Il y a 50 ans, le terme « Fräulein », l'équivalent de « mademoiselle » a été supprimé de l'administration allemande. Aujourd'hui, il est considéré comme discriminatoire, tandis que son homologue français est encore régulièrement utilisé.
Le 16 janvier 1972, Hans-Dietrich Genscher, ministre de l'Intérieur de la BRD (Bundesrepublik Deutschland) annonçait l’ordonnance prévoyant de bannir le terme « Fräulein » des documents officiels. À l'époque déjà le débat n’était pas nouveau : depuis la fin de la guerre, de nombreuses femmes demandaient à ne plus être appelées de cette manière. Dès 1954, Marie-Elisabeth Lüders, membre du FDP, avait déjà tenté, en vain, d'abolir ce terme, le jugeant discriminatoire. Pourtant, en Allemagne de l’Est, le terme n’existait plus dans l’administration depuis 1951.
Aujourd’hui, « Fräulein » est très peu utilisé en allemand. Jugé impoli, le mot est progressivement tombé aux oubliettes depuis la fin du XXème siècle.
En France, le terme « mademoiselle » est encore régulièrement utilisé dans le langage courant, notamment à l'oral. En ce qui concerne les documents administratifs, bien que ce ne soit pas systématique, il arrive encore de recevoir un courrier sur lequel le nom est précédé de la notion « mademoiselle », lorsqu'il est adressé à une femme non-mariée. Il n'est aujourd’hui pas interdit par la loi de s’adresser à une femme par cette appellation.

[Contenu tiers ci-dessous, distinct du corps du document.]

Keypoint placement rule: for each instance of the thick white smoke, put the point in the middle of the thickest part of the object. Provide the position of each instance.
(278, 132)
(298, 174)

En revanche, utiliser ce mot sur un formulaire administratif est contraire aux consignes de l'Etat. Celles-ci ont vu le jour largement plus tard qu’en Allemagne : ce n’est qu’en février 2012 qu’a été diffusée une circulaire appelant à la suppression de ce terme dans les documents officiels. La proposition avait été formulée par Roselyne Bachelot, alors ministre des Solidarités, et la circulaire signée de la main de François Fillon, Premier ministre. La décision avait été saluée par les associations féministes, qui remettaient en cause l’emploi de ce terme depuis les années 1970. Certains s'étaient cependant opposés à cette mesure, comme le cadre UMP Alexandre Guillaume Tollinchi, qui avait déposé une requête au Conseil d’Etat pour annuler cette avancée.

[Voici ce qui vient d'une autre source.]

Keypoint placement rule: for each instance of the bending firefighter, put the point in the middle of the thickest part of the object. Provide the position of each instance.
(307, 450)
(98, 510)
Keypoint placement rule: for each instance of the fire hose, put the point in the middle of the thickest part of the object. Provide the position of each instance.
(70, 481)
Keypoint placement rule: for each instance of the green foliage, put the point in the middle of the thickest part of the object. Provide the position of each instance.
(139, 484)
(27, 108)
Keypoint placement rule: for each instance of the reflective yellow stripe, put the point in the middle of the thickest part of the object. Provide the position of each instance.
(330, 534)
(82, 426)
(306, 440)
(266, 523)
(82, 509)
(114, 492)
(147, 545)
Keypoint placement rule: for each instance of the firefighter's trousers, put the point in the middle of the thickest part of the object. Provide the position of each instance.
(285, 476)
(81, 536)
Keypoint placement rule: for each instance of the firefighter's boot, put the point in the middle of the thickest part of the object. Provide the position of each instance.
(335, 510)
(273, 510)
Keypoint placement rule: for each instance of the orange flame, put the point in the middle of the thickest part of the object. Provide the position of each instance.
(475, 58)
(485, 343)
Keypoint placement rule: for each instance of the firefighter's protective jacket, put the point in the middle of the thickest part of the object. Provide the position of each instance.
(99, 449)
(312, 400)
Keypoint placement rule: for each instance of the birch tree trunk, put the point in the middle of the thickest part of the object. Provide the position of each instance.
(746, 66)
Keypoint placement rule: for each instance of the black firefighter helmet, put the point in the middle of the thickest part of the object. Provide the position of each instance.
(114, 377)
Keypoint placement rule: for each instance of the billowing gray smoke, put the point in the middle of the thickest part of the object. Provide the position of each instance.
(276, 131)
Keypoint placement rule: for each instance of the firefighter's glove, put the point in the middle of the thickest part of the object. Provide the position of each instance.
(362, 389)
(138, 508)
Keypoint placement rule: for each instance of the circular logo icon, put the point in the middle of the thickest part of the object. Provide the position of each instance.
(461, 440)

« Mademoiselle » est donc aujourd’hui censé être remplacé par « madame », l’équivalent de « monsieur » pour les hommes – du moins dans l’administration publique, les entreprises privées n’étant pas concernées.
Un terme discriminatoire
Que ce soit en Allemagne ou en France, les décisions de suppression du terme « Fräulein » et « mademoiselle » ne se sont pas prises sans débats. L’argument principal contre l’usage de ces termes est qu’ils sont discriminants et sexistes à plusieurs égards. D’une part, les suffixes -lein et -elle servent à former les diminutifs. Le fait qu’une femme soit désignée par l’un des deux termes suggèrent donc qu’elle n’est pas entièrement « femme ». En outre, ces termes désignaient une femme non-mariée. Ainsi, au travers l’utilisation de ces mots, une femme est contrainte d’exposer son statut marital en public, chose qu’un homme n’a jamais besoin de faire.
Ces anciennes discussions portant sur la langue ne sont pas sans rapport avec les débats actuels autour des tentatives de la rendre plus égalitaire. Par définition, la langue est mouvante et ne cesse d'évoluer. On peut donc s'attendre à ce que les controverses continuent d'occuper le débat public, que ce soit en allemand ou en français.